Copyright © 2020 Elsevier Inc. All rights reserved.

Figures

Figure 1.. The microperimetry test pattern used in the Fight-RP study.

The pattern included 68 test loci covering the central 20° of the retina. Eccentricy of the test loci was categorized into 3 regions: Foveal region included 4 loci distributed on the ring of 2° eccentricity (Loci 29, 30, 39, and 40); Parafoveal region included 12 loci distributed on the ring of 4° eccentricity (Loci 19–22, 28, 31, 38, 41, 47–50); and Perifoveal region included 52 loci distributed on the rings of 6°−10° eccentricity (Loci 1–18, 23–27, 32–37, 42–46, 51–68).
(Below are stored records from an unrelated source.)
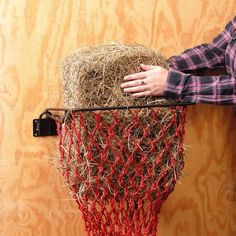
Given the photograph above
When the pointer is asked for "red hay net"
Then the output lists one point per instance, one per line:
(121, 172)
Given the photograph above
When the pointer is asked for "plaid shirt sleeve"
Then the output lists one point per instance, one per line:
(203, 89)
(205, 55)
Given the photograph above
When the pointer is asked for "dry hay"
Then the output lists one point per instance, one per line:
(91, 78)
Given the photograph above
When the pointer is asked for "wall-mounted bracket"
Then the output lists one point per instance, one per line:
(44, 126)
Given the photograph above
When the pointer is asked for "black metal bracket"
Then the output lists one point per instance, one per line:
(44, 126)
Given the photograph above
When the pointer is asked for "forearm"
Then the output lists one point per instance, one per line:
(206, 55)
(206, 89)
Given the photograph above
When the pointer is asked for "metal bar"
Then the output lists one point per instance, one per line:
(118, 107)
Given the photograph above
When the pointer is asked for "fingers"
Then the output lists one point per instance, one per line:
(142, 94)
(132, 83)
(135, 76)
(135, 89)
(147, 67)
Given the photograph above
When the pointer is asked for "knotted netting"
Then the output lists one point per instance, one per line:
(120, 164)
(121, 170)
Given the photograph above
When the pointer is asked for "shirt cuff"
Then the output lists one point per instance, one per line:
(174, 85)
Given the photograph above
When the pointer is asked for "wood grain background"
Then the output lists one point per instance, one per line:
(35, 35)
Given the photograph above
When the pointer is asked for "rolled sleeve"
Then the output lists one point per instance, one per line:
(174, 84)
(200, 89)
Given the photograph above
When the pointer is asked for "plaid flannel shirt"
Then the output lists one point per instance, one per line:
(205, 89)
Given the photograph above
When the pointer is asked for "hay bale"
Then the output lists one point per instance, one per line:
(91, 78)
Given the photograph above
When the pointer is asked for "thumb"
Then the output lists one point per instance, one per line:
(147, 67)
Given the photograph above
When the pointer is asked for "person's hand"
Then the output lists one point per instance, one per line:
(149, 82)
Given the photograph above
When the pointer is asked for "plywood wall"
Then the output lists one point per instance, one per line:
(35, 35)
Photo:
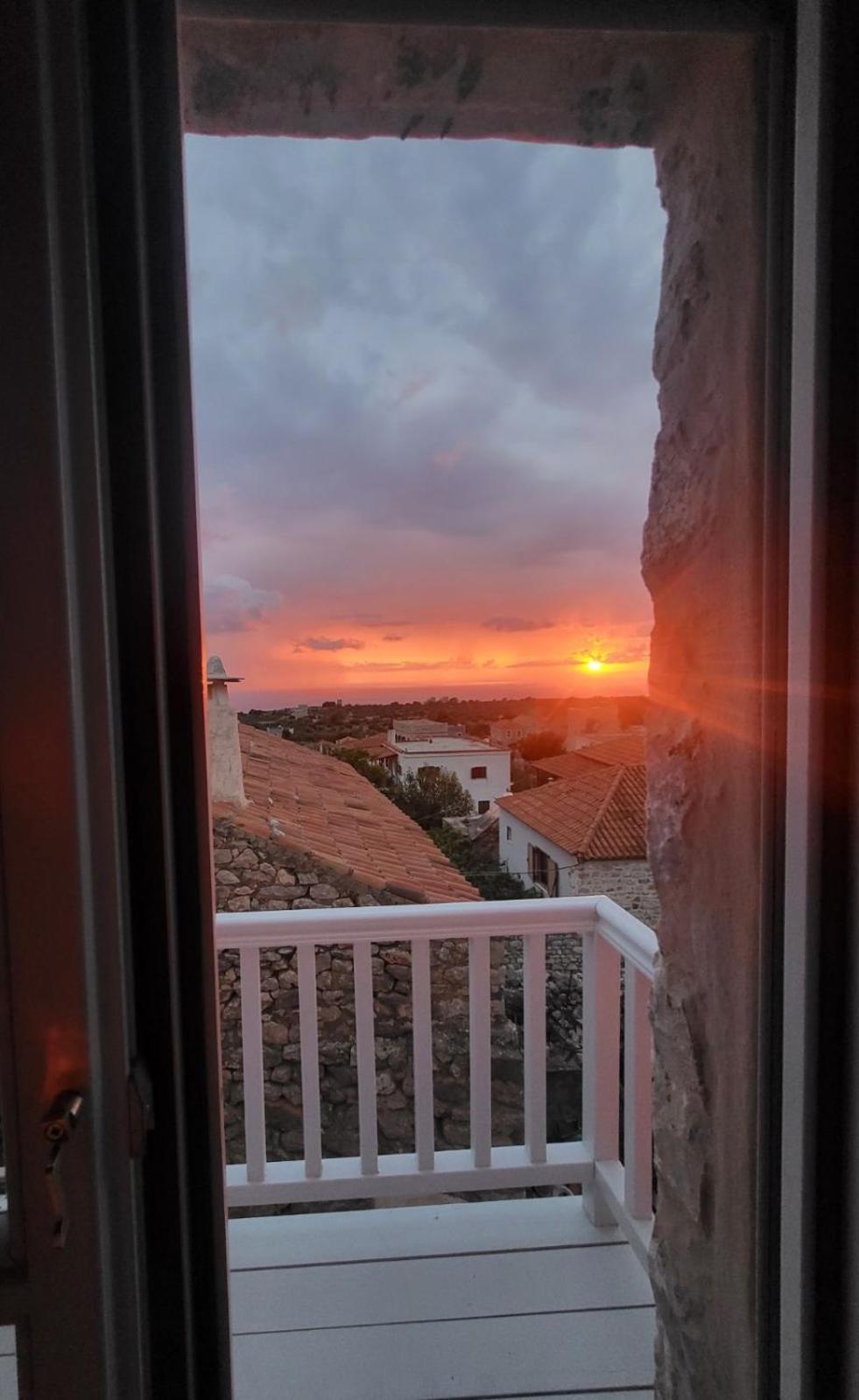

Figure 2.. Percent of loci losing sensitivity by ≥6dB during the 6 months of treatment by baseline loci sensitivity level

Bars show the percentage of loci with sensitivity loss ≥ 6 decibels (dB) during treatment as a function of baseline sensitivity. On the x-axis, parentheses beneath each group of 3 bars is the range of locus baseline sensitivity for that group: [6,8] = 6 to 8 dB, (8,12] = >8 to 12 dB, (12,16] = >12 to 16 dB, (16,20] = >16 to 20 dB, (20,24] = >20 to 24 dB, (24,28] = >24 to 28 dB, (28,32] = >28 to 32 dB, and (32,36] = >32 to 36 dB. The dose of NAC for each cohort was 600 mg bid for 3 months followed by 600 mg tid for 3 months for cohort 1, 1200 mg bid for 3 months followed by 1200 mg tid for 3 months for cohort 2, and 1800 mg bid for 3 months followed by 1800 mg tid for 3 months for cohort 3.

Figure 3.. Percent of loci gaining sensitivity by ≥6dB during the 6 months of treatment by baseline loci sensitivity level

Bars show the percentage of loci with sensitivity gain ≥ 6 decibels (dB) during treatment as a function of baseline sensitivity. On the x-axis, parentheses beneath each group of 3 bars is the range of locus baseline sensitivity for that group: [0] = 0 dB, (0,4] = >0 to 4 dB, (4,8] = >4 to 8 dB, (8,12] = >8 to 12 dB, (12,16] = >12 to 16 dB, (16,20] = >16 to 20 dB, (20,24] = >20 to 24 dB, (24,28] = >24 to 28 dB, and (28,32] = >28 to 32 dB. The dose of NAC for each cohort was 600 mg bid for 3 months followed by 600 mg tid for 3 months for cohort 1, 1200 mg bid for 3 months followed by 1200 mg tid for 3 months for cohort 2, and 1800 mg bid for 3 months followed by 1800 mg tid for 3 months for cohort 3.